While I have very little quibble about what made the list and what didn’t (aside from the omission of Harry Potter), I do have some complaints about the order. I can’t argue with Lord of the Rings at #1, but The Moon is a Harsh Mistress not coming in until #34? I’ve read almost everything ahead of it on the list, and it’s definitely ahead of most of them.

No David Brin surprised me. Also no Peter Hamilton. And if you’re looking for omissions of earlier authors, how about no Alfred Bester or Poul Anderson or Frederick Pohl or Theodore Sturgeon? Or no Robert Silverberg, in either fantasy or science fiction?

Ringworld’s certainly his most famous work from that series. My quibble was that if you’re going lump all of Iain Banks’s Culture books under one umbrella (where it’s a rarity for any of the characters to have any connection from one book to the next.), then why not do the same for series where the books rely on each other a bit more? Besides, the answer for Banks is Use of Weapons. Maybe throw in The Player of Games.

For Piers Anthony, I liked his Apprentice Adept series more than the one Xanth book I read. I didn’t read any of the Incarnations; worth the time?
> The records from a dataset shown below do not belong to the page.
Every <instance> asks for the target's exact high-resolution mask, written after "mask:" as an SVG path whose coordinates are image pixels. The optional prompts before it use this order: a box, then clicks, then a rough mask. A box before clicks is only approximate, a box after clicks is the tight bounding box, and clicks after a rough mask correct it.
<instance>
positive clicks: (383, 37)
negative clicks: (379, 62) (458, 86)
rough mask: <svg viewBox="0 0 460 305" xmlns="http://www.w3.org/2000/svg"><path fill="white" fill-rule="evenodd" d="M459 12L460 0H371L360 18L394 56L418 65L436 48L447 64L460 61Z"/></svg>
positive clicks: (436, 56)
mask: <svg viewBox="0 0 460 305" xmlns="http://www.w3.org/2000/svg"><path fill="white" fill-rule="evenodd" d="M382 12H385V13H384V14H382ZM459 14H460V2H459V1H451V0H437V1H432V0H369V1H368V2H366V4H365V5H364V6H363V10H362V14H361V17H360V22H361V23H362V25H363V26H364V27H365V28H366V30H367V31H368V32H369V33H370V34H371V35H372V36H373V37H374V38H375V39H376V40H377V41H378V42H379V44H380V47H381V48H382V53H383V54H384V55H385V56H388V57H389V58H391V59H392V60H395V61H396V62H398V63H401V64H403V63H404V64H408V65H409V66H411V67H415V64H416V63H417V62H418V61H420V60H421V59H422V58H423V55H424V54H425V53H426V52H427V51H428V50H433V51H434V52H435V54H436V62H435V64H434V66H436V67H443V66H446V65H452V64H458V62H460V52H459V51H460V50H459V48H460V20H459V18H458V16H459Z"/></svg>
I think it’s because they’re bringing out a separate list for YA stuff later.

Sad lack of Brin. And Cherryh. Also Stross.

The first few at least. Then they got bad, and then went downhill. But I liked On A Pale Horse, Bearing An Hourglass and With A Tangled Skein.

Too late to edit: And a best-of that doesn’t have The Stars My Destination in the top 5 is made by shitheads.

And why just Small Gods when others have series?

I’m disappointed, but not surprised, to see Zelazny’s Amber series on the list. I love Zelazny, but the Amber books are far form his best work - much better if Lord of Light were on that list.

Science fiction IS fantasy. The number of SF novels that don’t have fantasy elements is ridiculously small (I count FTL travel as fantasy, since it’s all handwaving)

It’s a reasonable list, though hardly definitive.

Huh. I had it in my brain that he had died, and that someone had co-authored some final book of his posthumously, way back a decade ago.

Guess I must have just confused him with someone else.

ETA: A Spell For Chameleon was, I think, the first book (of chapter-length variety) I ever read in one sitting. I loved it, and from what I remember, it held up pretty well on subsequent readings, years later.

Totally agree, one of my favorite works. I ended up reading Amber because everyone said I had to, but I only found it to be OK.

If your favorite book/serie is not on the list, check the finalists, maybe it’s there. On the other hand, Thank Xenu for small favors, Battlefield Earth didn’t make the cut for the final list (guess the clams weren’t able to stuff the ballot).

Just because you don’t like Padan Fain! Actually I agree with you about the list. When the WoT series is at its best it’s really good. It just drags on in to many spots for it to be among the greats.